Retirement readiness is not determined by age alone. It is a review of whether spending needs, income sources, tax treatment, benefit rules, records, household priorities and flexibility are aligned well enough to support the next stage of life.

A useful readiness review begins with spending. Essential expenses, flexible lifestyle spending, debt payments, housing costs, healthcare, family support and irregular expenses create the income requirement that retirement resources must support.

Income readiness means understanding both amount and character. CPP/QPP, OAS, workplace pensions, RRSP/RRIF withdrawals, TFSA withdrawals, non-registered investments, rental income, employment income and other sources can differ in timing, predictability, taxation, indexing, liquidity and survivor treatment.
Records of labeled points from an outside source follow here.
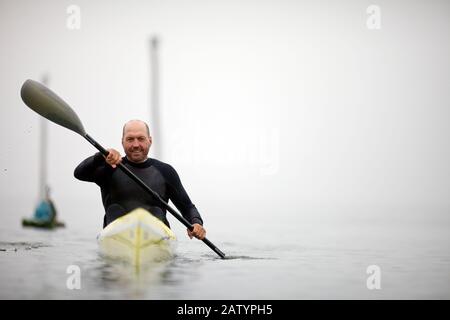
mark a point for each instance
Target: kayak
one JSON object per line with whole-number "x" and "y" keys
{"x": 32, "y": 222}
{"x": 137, "y": 238}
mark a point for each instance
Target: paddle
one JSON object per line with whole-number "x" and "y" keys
{"x": 45, "y": 102}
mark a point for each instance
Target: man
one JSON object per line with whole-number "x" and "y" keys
{"x": 121, "y": 195}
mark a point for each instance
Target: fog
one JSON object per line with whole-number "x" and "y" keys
{"x": 290, "y": 109}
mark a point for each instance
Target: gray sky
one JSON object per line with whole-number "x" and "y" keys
{"x": 290, "y": 107}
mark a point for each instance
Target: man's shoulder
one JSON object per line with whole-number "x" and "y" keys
{"x": 160, "y": 164}
{"x": 166, "y": 169}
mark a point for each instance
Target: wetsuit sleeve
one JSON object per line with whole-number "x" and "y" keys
{"x": 91, "y": 169}
{"x": 180, "y": 198}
Tax and benefit readiness matters because gross income, taxable income, cash flow and after-tax spending power are not the same. A withdrawal can provide cash and also create taxable income; another source may provide cash without appearing on the tax return. GIS and OAS recovery tax use program-specific income rules and timing.
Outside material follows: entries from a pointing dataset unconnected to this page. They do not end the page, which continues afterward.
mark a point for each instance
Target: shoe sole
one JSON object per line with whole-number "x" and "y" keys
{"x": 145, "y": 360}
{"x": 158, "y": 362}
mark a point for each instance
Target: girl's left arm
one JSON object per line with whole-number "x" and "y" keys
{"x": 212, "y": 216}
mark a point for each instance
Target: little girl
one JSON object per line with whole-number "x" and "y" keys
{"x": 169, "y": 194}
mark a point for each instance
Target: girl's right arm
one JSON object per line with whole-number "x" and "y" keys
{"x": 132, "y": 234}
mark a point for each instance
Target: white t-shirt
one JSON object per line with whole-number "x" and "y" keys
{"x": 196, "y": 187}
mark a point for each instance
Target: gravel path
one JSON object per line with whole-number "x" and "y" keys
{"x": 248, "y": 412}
Readiness also depends on resilience. A base projection is useful, but a readiness review should also test less favourable conditions such as higher spending, lower returns, higher inflation, longer life, a market decline early in retirement, a change in work plans or a change in household structure.

The purpose of a readiness review is not to prove that retirement will be perfect. Its purpose is to separate confirmed facts from estimates and pending decisions, make assumptions visible, and show which tradeoffs deserve more attention before or during retirement.